Bilimin ışık etkisi!
Hele bir karanlıkta kalınmaya görünsün ışığın esas önemi ve işlevi o zaman anlaşılır. Karanlığın zıt anlamlısı aydınlık, aydınlığı sağlayan ışık, ışığın kaynağı akıl, aklın bayrağı vicdandır. Görüldüğü gibi ışık gerçek anlamıyla veya mecaz ve yan anlamlarıyla hep bir değeri ifade etmektedir. Sadece gerçek anlamıyla bile ele alındığında ışık varlıkları ve renkleri görmeyi sağlayan, mekan ve ortamı aydınlatan dolayısıyla hayatı kolaylaştıran önemli bir fiziksel unsur...
Ancak mekandan daha önemlisi zihinsel aydınlanmanın, topluma yol gösterici olmanın sembolüdür, ışık. Ki buna “bilimin ışık etkisi” diyorum, ben.
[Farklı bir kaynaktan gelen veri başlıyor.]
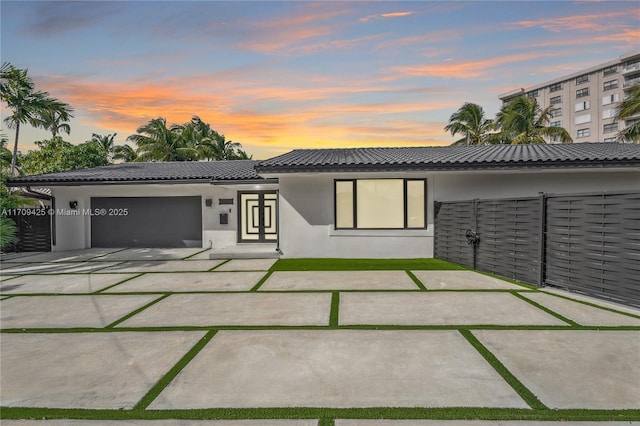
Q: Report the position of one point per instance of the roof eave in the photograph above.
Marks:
(78, 182)
(354, 168)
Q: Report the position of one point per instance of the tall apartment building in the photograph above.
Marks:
(585, 102)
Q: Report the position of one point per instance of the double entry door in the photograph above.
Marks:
(258, 217)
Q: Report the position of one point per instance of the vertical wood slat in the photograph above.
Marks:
(34, 232)
(593, 245)
(586, 243)
(510, 238)
(452, 219)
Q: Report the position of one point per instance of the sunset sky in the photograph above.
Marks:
(281, 75)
Pekala; her koşulda ve ortamda ışığın değerini ortaya çıkaracak olanlar ve bunu görev edinecek olanlar var mıdır? Varsa kimlerdir?
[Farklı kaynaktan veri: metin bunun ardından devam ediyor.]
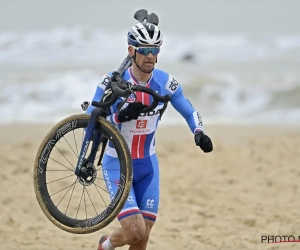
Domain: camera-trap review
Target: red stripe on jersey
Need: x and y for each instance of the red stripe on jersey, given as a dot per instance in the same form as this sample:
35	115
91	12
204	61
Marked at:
141	147
139	96
134	146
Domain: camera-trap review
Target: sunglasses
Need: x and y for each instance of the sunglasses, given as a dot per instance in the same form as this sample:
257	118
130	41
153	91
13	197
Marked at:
146	50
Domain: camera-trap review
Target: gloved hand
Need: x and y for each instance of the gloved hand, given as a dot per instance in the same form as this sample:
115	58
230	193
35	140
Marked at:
204	142
131	112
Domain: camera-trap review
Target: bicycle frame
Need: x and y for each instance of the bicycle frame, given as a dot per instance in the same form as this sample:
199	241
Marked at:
115	88
99	112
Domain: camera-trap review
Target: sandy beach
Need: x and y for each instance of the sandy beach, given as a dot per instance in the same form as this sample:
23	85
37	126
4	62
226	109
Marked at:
247	187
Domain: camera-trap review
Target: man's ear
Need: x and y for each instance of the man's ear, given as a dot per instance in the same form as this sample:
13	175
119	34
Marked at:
130	51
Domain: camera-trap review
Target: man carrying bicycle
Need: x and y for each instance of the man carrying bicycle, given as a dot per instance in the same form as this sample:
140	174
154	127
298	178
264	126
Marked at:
139	213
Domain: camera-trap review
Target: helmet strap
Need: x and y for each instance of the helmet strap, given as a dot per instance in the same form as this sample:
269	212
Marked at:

–Evet vardır ve bunlar kısaca üniversitelerdir, araştırma yada akademi yada bilim yuvalarının bilimkentlerin sahip oldukları insan kaynaklarıdır(Özçatalbaş, 2015).
Hayati sorular!
Bilim ocakları bilgelik ölçeğinde araştırma bulgularını, yani ışığı kime ya da kimlere tutacaklardır? Cevabı hiç te zor değil! Tabi ki öğrencilerine, üreticiye, işçiye, memura, esnafa, tüketiciye, kısaca toplumu oluşturan tüm bireylere, tüm topluma, insanına ve hatta insanlığa…
Pekala bilim politikasına yön verenler, bilimi yönetenler ve ışığın kaynağı olan akademik birimler, ışığın kaynağı olduklarının ve ışık olmanın değerinin ne kadar farkında ve bilincindeler. İşte birkaç soruyla konuya ışık tutmaya çalışalım ve bakalım her soruya kimler v hangi birimler nasıl tatminkar cevap verecekler…
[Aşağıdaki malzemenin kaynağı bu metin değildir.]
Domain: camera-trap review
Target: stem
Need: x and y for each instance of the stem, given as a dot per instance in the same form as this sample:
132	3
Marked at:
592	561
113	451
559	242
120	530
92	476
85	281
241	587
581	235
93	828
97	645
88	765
* Akademisyenlere ve akademik çalışmalara, akademik makalelere ve yayınlara verilen önem nedir?
* Bilime ilgi ne kadar artmıştır ve artmaya devam etmektedir?
* Bilim kurumları nasıl ve hangi liyakattaki kimseler tarafından yönetilmektedir?
* Araştırma kurumlarının geliştirilmesi için yönetime kimler talip olmaktadır?
* Yönetimi talep edenlerin yönetişim becerisi ve vizyonu sınanmış mıdır, yoksa tesadüfe mi bırakılmıştır? Yetki ve güç kimlere verilmiştir?
* Akademik ortam, iyileştirmeye ve nitelik artışını olmazsa olmaz görenler tarafından mı belirlenmektedir?
* Bilimin değerine inanmış v bilimin değerinin farkında olan akademiklerin etkinliği ne kadardır?
* Bilimi bilim yapmak olarak benimsemiş ve fildişi kulelere hapsetmek isteyen statükocu v elitist anlayış etkinsizleşmiş (minimize edilmiş) midir?
* Akademik kültür ne kadar benimsenmiş ve yaygınlaşmıştır?
* Bilimi yerli ve milli değerlerle ilişkilendiren ve evrensel değerleri özümsemiş düşüncede olanlar hangi oranda ve ne kadar güçlü durumdadır?
* Bilim politikası glokal midir? Bilim politikaları ulusal ve uluslararası politikalarla ve milli hedeflerle ne kadar uyumlu ve eşgüdüm içindedir?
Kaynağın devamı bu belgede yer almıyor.